The previous year, in 2020, we took the lead in engaging 24 youths who were trained in reviewing policy and in conducting Focus Group Discussions (FGDs) with other youths of Bhutan.  The 24 youths further went on to launch 4 successful social media advocacy campaigns later that summer, when the pandemic forced the country into a lockdown. YI 2021 build-up on the achievements of the previous year and serves as a precursor to the launch of the revised National Youth Policy that is currently undergoing policy screening tests. The members engaged with key decision-makers and service providers to make services more inclusive, accessible and youth-friendly while also lobbying for sustained participation of youth at all levels on issues that concerned them.  The intended objective is to prime the minds of decision-makers so that they become receptive to the revised policy as well as the necessary action steps that need to be implemented for change to be effective and sustainable. In doing so, young people also developed more ownership of their issues and advocated for change with a sense of purpose and agency.  
In order to help youths see the connection between last year’s efforts and this year’s objectives, the camp began with a viewing of the National Youth Policy (NYP) review process documentary; that way, this year’s efforts to raise awareness on the issues that were raised last year, as well the issues that they identify on their own further build on the momentum gathered thus far. To solidify this connection, youths who had led the NYP review were also invited for a meet and greet session where the current members could ask pertinent questions to learn more about what has been done and what still needs to be done. 
The two days were dedicated to first equipping youths with a basic understanding of Advocacy Campaigning and then leading them through identifying core issues within each of the six thematic areas in respective groups formed based on their interest.

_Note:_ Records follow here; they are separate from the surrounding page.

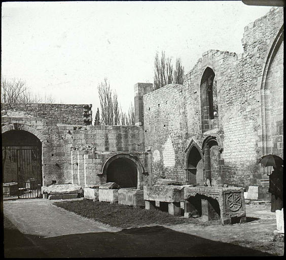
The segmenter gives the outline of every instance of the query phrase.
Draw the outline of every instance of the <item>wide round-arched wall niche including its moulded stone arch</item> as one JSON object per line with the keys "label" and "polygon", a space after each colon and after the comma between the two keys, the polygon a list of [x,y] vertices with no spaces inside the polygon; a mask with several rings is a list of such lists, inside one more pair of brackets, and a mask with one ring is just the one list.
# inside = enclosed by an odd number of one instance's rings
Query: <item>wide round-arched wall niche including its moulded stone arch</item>
{"label": "wide round-arched wall niche including its moulded stone arch", "polygon": [[102,175],[106,182],[116,182],[122,188],[142,188],[144,168],[137,157],[128,153],[119,153],[105,161]]}

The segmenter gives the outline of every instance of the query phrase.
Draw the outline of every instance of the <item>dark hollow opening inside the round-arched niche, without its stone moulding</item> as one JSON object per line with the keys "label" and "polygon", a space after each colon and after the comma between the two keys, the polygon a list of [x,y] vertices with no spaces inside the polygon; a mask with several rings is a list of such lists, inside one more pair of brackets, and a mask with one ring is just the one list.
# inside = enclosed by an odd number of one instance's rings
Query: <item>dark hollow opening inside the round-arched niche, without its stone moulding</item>
{"label": "dark hollow opening inside the round-arched niche, without its stone moulding", "polygon": [[115,159],[106,170],[106,182],[116,182],[121,188],[136,188],[136,165],[128,158]]}

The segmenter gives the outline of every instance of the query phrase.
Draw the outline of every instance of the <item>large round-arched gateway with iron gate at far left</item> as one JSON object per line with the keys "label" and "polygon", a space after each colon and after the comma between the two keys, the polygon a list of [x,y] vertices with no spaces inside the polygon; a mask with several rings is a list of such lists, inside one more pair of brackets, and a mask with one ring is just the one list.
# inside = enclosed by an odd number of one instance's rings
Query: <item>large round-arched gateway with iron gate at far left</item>
{"label": "large round-arched gateway with iron gate at far left", "polygon": [[[41,193],[42,143],[33,134],[10,130],[2,134],[4,192],[18,198],[37,198]],[[13,183],[13,184],[11,184]],[[12,189],[12,188],[11,188]]]}

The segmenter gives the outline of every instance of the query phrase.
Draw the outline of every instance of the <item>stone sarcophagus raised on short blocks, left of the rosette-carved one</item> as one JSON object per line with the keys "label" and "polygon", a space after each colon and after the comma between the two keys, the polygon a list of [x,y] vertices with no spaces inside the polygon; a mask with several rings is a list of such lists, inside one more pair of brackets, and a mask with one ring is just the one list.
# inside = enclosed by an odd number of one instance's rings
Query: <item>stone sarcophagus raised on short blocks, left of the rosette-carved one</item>
{"label": "stone sarcophagus raised on short blocks, left of the rosette-carved one", "polygon": [[181,202],[184,202],[184,189],[192,185],[153,185],[144,186],[144,200],[146,209],[162,208],[168,204],[170,215],[181,215]]}

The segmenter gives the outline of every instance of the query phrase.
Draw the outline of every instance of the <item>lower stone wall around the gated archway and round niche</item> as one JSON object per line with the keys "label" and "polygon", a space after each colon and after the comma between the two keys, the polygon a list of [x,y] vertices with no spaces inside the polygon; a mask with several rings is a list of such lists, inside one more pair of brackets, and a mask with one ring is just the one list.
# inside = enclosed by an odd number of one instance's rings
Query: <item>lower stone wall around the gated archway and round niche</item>
{"label": "lower stone wall around the gated archway and round niche", "polygon": [[[102,184],[106,181],[106,176],[101,174],[105,161],[121,153],[136,156],[146,174],[151,176],[142,127],[57,125],[34,118],[2,117],[2,138],[8,146],[11,140],[7,141],[6,135],[11,130],[29,132],[41,141],[44,186],[52,181],[82,186]],[[88,150],[92,152],[85,152]],[[83,163],[84,154],[86,164]],[[148,182],[150,177],[146,176],[142,181]]]}

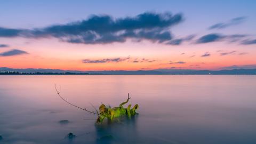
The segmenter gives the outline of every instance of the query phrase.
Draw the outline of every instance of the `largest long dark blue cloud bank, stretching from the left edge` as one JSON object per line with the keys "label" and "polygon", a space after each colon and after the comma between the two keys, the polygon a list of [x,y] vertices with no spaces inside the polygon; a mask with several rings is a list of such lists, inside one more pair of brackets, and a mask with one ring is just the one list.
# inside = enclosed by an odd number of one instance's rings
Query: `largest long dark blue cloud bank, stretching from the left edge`
{"label": "largest long dark blue cloud bank, stretching from the left edge", "polygon": [[170,41],[170,27],[183,21],[182,14],[145,12],[135,17],[114,19],[109,15],[91,15],[86,20],[36,29],[0,27],[0,37],[57,37],[61,41],[84,44],[123,43],[132,38],[163,43]]}

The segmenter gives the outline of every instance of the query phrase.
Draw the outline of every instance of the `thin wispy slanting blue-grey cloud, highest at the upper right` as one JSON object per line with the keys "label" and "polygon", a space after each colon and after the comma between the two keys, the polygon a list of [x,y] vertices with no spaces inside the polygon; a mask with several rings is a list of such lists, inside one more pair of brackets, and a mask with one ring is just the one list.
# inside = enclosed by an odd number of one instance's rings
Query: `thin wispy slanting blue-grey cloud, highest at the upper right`
{"label": "thin wispy slanting blue-grey cloud, highest at the upper right", "polygon": [[212,25],[211,27],[209,27],[209,29],[223,29],[230,26],[239,25],[243,23],[245,20],[246,20],[246,17],[237,17],[229,20],[228,22],[216,23],[215,25]]}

The youths were encouraged to first exhaust their collective thoughts and then only refer to the ‘Youth Voices: Youth Matters’ report to supplement what they already had. This was done deliberately to give priority first towards the youths own reflections as well as of those in their groups. Their findings were then presented within the plenary to collect feedback from other peers whilst also building their confidence in public speaking and presenting. Some of the core issues that emerged within the thematic areas are as follows:
Unwholesome Education
  • Static curriculum
  • Quantity over quality
  • Lack of integration of technology
  • Textbook-based learning
  • Lack of market research
Mental Health
  • Pressure from family, peers, relationship
  • Lack of counselling services
  • Ineffective sex education
  • Lack of recreational facilities
Social Media
  • Ineffective social media policies
  • Improper use of media
  • Lack of media literacy
  • Lack of high-quality local content
Unemployment
  • Mismatch between education & jobs
  • Lack of private selector development
  • Dependency culture
  • Lack of interest in agriculture
Vulnerable groups
  • Negative portrayal of PWD in media
  • Unequal access to resources
  • Myths & stereotypes
  • No political representation
Youth participation
  • Limited platforms & opportunities
  • Lack of active participation from youths
  • Unequal opportunities
Following the core issues identification, the members were then led through thinking about their target audience through stakeholder profile building and subsequently mapping their stakeholders on an influence-interest matrix to prioritize their time and resources for the most impactful advocacy. Based on their core issues and the respective target audience, the members were then led to brainstorm effective strategies and formats for their advocacy. The last days of the camp were spent on creative and fun exercises such as the interactive campaign theme song brainstorming and the silent auction for the best campaign slogan. The slogan that garnered a lot of support was, ‘Future is Now'.